President Nicos Anastasiades had met with lawmakers Monday ahead of the vote, as police blocked off the road in front of the parliament amid heightened security to prevent protesters from disrupting proceedings (pictured above).
Many parliamentarians have said they will vote against the controversial measure, which places a 6.75 percent levy on all bank deposits under 100,000 euros and 9.9 percent on everything above. But Anastasiades has said rejecting the legislation would bankrupt Cyprus and possibly lead to the country's withdrawal from the eurozone.
The announcement over the weekend that Cyprus would impose a tax on bank accounts caused widespread concern in the European Union, sparking a drop in the euro and a dive in stock markets.
'Up to the Cyprus government'
Cyprus' share of the bailout deal is around 5.8 billion euros, and EU lawmakers have indicated that as long as that sum is paid the controversial legislation would be acceptable.
"It is up to the government alone to decide if it wants to change the structure of the … contribution [from] the banking sector," European Central Bank (ECB) policymaker Jörg Asmussen, an important part of the weekend's negotiations, told reporters in Berlin.

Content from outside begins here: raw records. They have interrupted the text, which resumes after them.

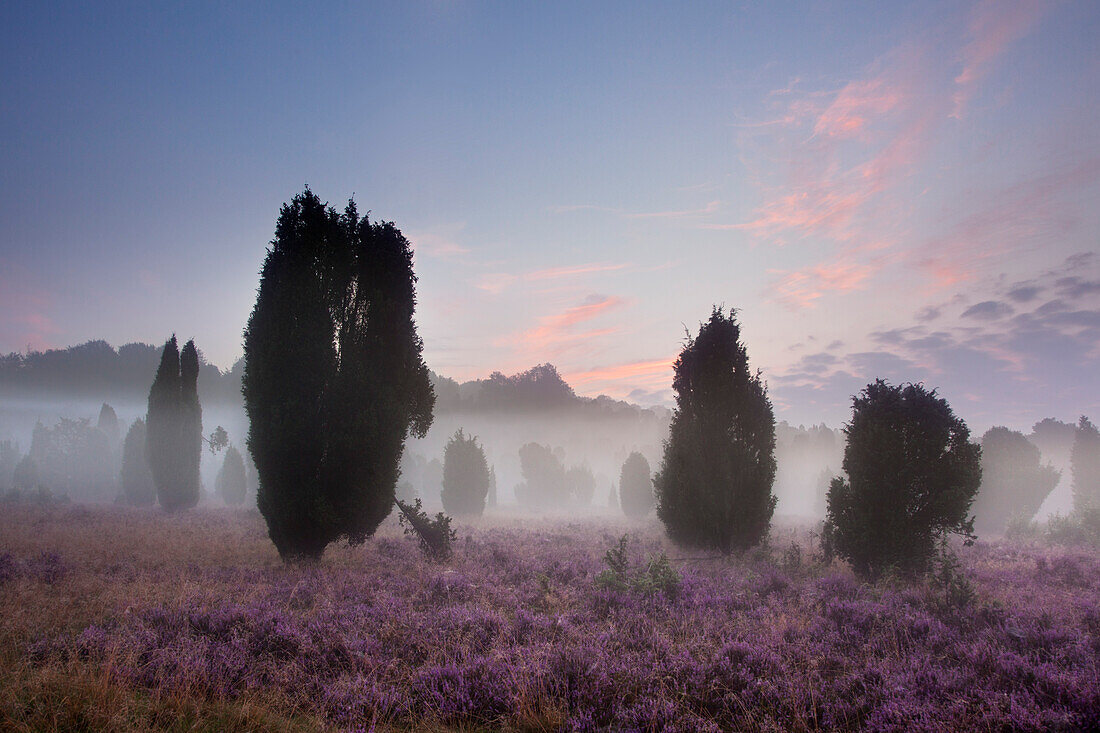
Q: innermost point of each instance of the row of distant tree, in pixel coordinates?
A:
(157, 460)
(468, 483)
(97, 370)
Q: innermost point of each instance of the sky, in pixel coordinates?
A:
(900, 190)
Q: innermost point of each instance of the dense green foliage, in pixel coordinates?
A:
(231, 484)
(636, 487)
(135, 477)
(174, 427)
(912, 474)
(1085, 463)
(714, 485)
(333, 375)
(435, 535)
(465, 477)
(1013, 482)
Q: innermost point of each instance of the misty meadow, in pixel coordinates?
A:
(452, 365)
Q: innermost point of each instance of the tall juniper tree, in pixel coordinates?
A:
(174, 427)
(1085, 465)
(714, 485)
(466, 476)
(333, 375)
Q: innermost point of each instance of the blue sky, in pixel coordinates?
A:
(882, 189)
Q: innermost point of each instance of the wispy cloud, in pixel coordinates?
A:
(497, 282)
(572, 271)
(993, 26)
(24, 318)
(711, 207)
(556, 332)
(802, 288)
(651, 378)
(441, 242)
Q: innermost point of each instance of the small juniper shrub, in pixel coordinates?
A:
(791, 561)
(436, 535)
(952, 589)
(658, 576)
(1021, 527)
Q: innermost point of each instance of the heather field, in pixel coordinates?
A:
(132, 620)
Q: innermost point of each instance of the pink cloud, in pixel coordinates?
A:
(710, 208)
(994, 25)
(554, 332)
(657, 372)
(801, 288)
(573, 271)
(23, 319)
(438, 243)
(857, 104)
(1026, 211)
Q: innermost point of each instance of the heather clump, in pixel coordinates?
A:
(516, 633)
(656, 576)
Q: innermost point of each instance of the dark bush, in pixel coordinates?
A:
(1085, 463)
(465, 477)
(912, 473)
(636, 487)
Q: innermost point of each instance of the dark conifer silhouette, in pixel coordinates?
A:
(714, 485)
(465, 477)
(1085, 463)
(333, 375)
(912, 473)
(174, 427)
(636, 487)
(135, 477)
(231, 484)
(1013, 482)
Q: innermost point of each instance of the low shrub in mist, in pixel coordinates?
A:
(656, 576)
(912, 473)
(435, 535)
(465, 477)
(636, 487)
(1013, 481)
(232, 484)
(581, 484)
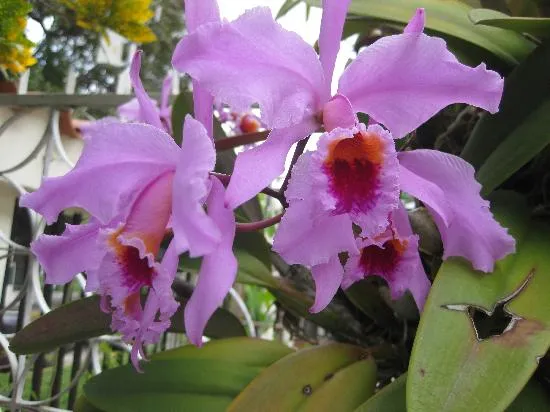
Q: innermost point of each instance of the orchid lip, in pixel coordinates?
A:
(353, 168)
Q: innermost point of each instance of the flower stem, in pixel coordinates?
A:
(267, 191)
(261, 224)
(300, 147)
(240, 140)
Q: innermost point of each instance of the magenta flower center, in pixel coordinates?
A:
(383, 260)
(353, 168)
(135, 270)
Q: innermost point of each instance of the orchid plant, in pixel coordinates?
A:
(343, 220)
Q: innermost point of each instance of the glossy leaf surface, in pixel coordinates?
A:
(458, 364)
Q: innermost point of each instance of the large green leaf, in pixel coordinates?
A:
(293, 382)
(448, 18)
(454, 367)
(392, 398)
(174, 384)
(526, 90)
(183, 379)
(537, 26)
(519, 147)
(365, 295)
(83, 319)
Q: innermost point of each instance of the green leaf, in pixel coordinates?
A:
(537, 26)
(245, 351)
(186, 378)
(365, 295)
(455, 363)
(173, 384)
(390, 399)
(289, 383)
(533, 398)
(183, 105)
(517, 149)
(525, 91)
(61, 326)
(65, 325)
(255, 244)
(345, 390)
(286, 7)
(450, 19)
(82, 404)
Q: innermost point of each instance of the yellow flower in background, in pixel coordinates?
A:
(126, 17)
(15, 48)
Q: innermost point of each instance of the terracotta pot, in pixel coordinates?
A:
(67, 124)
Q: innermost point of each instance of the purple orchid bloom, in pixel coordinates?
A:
(401, 81)
(136, 183)
(356, 175)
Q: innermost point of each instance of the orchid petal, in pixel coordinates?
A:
(412, 67)
(332, 24)
(257, 167)
(165, 92)
(75, 251)
(328, 277)
(203, 104)
(196, 14)
(149, 215)
(148, 111)
(131, 111)
(193, 228)
(395, 258)
(416, 280)
(218, 270)
(165, 109)
(254, 60)
(338, 112)
(417, 22)
(360, 165)
(116, 161)
(472, 233)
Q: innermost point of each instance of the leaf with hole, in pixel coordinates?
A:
(455, 352)
(290, 383)
(517, 125)
(449, 19)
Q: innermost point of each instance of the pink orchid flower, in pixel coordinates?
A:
(136, 183)
(401, 81)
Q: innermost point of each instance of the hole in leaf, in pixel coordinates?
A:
(488, 325)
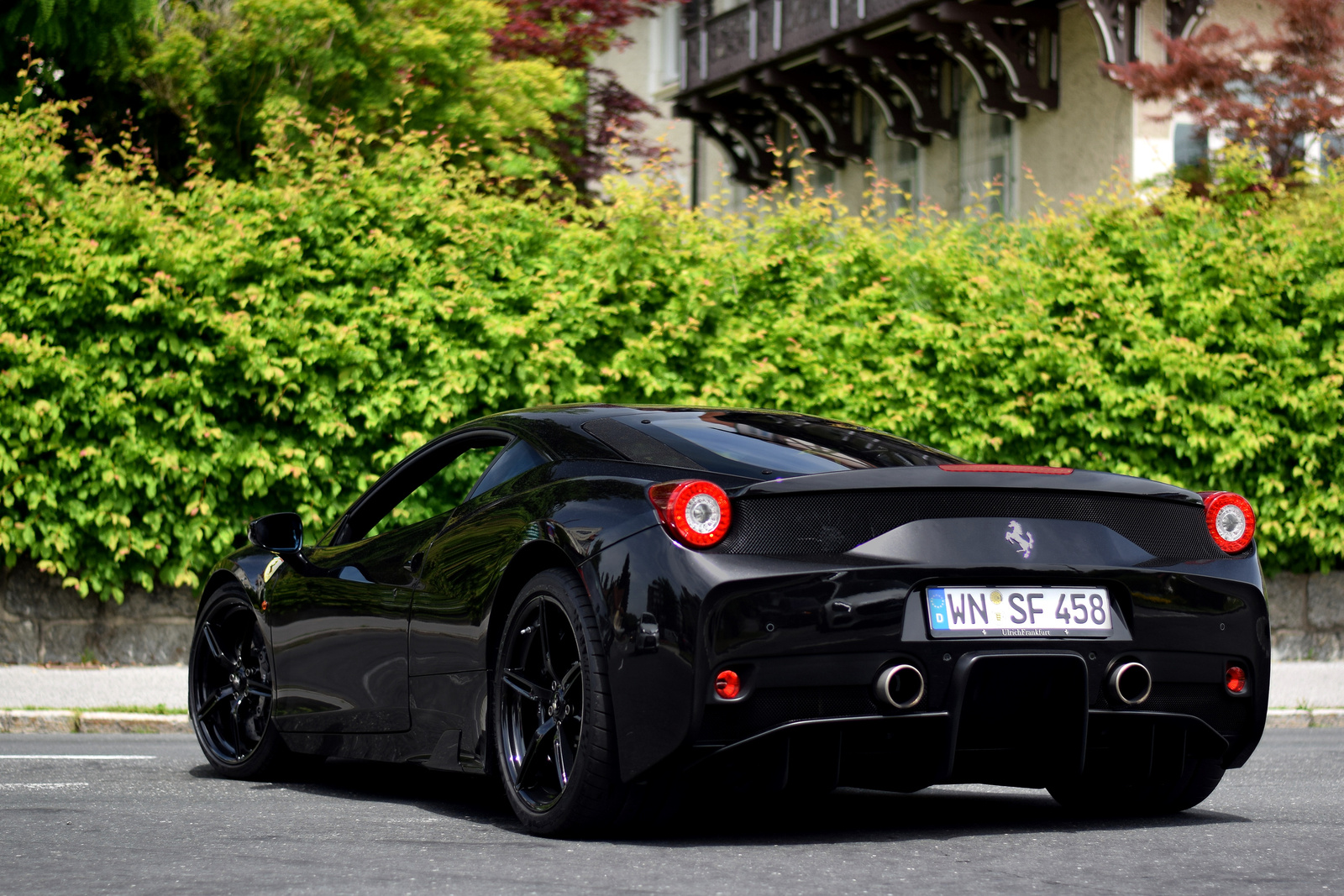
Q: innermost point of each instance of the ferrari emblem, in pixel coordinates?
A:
(270, 569)
(1023, 540)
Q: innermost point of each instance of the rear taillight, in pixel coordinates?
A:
(1230, 520)
(727, 684)
(696, 511)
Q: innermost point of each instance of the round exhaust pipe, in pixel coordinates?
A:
(900, 687)
(1131, 683)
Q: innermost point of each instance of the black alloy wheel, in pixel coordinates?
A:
(232, 687)
(543, 703)
(551, 730)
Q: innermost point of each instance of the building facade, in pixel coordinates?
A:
(940, 97)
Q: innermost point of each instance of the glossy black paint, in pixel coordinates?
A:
(382, 652)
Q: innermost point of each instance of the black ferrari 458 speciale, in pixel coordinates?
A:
(633, 598)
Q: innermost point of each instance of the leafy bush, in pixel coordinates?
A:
(172, 363)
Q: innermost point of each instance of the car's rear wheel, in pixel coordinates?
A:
(232, 688)
(553, 727)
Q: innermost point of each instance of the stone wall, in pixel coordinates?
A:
(44, 622)
(1307, 616)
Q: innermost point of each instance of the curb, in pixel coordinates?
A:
(53, 721)
(1305, 719)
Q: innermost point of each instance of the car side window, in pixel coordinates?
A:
(443, 492)
(512, 463)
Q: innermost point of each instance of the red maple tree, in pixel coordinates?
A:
(1270, 92)
(571, 34)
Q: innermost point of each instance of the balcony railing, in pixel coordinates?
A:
(803, 62)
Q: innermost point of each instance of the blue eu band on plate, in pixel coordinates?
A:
(1019, 611)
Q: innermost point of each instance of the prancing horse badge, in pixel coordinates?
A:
(1021, 539)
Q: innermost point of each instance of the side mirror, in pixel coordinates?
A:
(281, 533)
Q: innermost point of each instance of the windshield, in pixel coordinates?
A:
(783, 443)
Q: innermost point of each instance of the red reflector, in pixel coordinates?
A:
(1005, 468)
(727, 684)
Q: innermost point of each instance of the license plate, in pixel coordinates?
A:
(988, 611)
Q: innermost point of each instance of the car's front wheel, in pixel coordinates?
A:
(232, 688)
(553, 728)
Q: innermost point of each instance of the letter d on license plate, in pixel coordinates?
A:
(1018, 611)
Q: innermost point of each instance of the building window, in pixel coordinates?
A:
(1000, 164)
(1189, 152)
(900, 164)
(1332, 147)
(988, 170)
(669, 46)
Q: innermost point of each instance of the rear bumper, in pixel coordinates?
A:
(810, 637)
(911, 752)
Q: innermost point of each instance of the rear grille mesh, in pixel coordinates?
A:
(1225, 714)
(839, 521)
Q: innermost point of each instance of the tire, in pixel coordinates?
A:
(232, 688)
(555, 748)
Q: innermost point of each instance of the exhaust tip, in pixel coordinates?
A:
(1131, 683)
(900, 687)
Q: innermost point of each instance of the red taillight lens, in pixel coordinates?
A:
(696, 511)
(727, 684)
(1230, 520)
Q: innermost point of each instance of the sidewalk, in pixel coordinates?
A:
(94, 688)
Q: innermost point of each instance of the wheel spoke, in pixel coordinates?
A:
(564, 757)
(546, 642)
(214, 700)
(538, 748)
(215, 651)
(568, 681)
(233, 716)
(524, 687)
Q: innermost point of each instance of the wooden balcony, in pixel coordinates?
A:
(753, 73)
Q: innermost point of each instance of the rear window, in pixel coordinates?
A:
(759, 443)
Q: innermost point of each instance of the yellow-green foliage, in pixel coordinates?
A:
(172, 363)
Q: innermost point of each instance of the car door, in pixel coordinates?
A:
(461, 564)
(339, 640)
(339, 633)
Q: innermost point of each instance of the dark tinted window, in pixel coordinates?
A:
(443, 492)
(517, 459)
(759, 443)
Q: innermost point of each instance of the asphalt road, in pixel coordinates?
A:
(165, 824)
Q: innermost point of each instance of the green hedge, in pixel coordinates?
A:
(172, 363)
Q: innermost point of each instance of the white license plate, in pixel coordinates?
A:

"The important thing is that the financial contribution of 5.8 billion euros remains," he said.
German government spokesman Steffen Seibert said EU's bailout would have a "calming effect" on the eurozone, but also said it was up to Cyprus how it chooses to finance the deal.
"How the country makes its contribution, how it makes the payment, is up to the Cyprus government," Seibert said.
Anger in Russia
The Cypriot government has tried to ease concern over the proposed measure by attempting to shift the tax more heavily to those with deposits over 100,000 euros.
Many of those account holders are Russian, and the move elicited an angry response from President Vladimir Putin, who called it "dangerous."
"Putin said that this decision, in case of its adoption, will be unfair, unprofessional and dangerous," Russian news agencies quoted Kremlin spokesman Dmitry Peskov as saying.
Estimates vary but the Moody's rating firm estimates that up to 19 billion euros in private cash is secretly kept in Cyprus – a figure that amounts to between a third and half of all Cypriot deposits.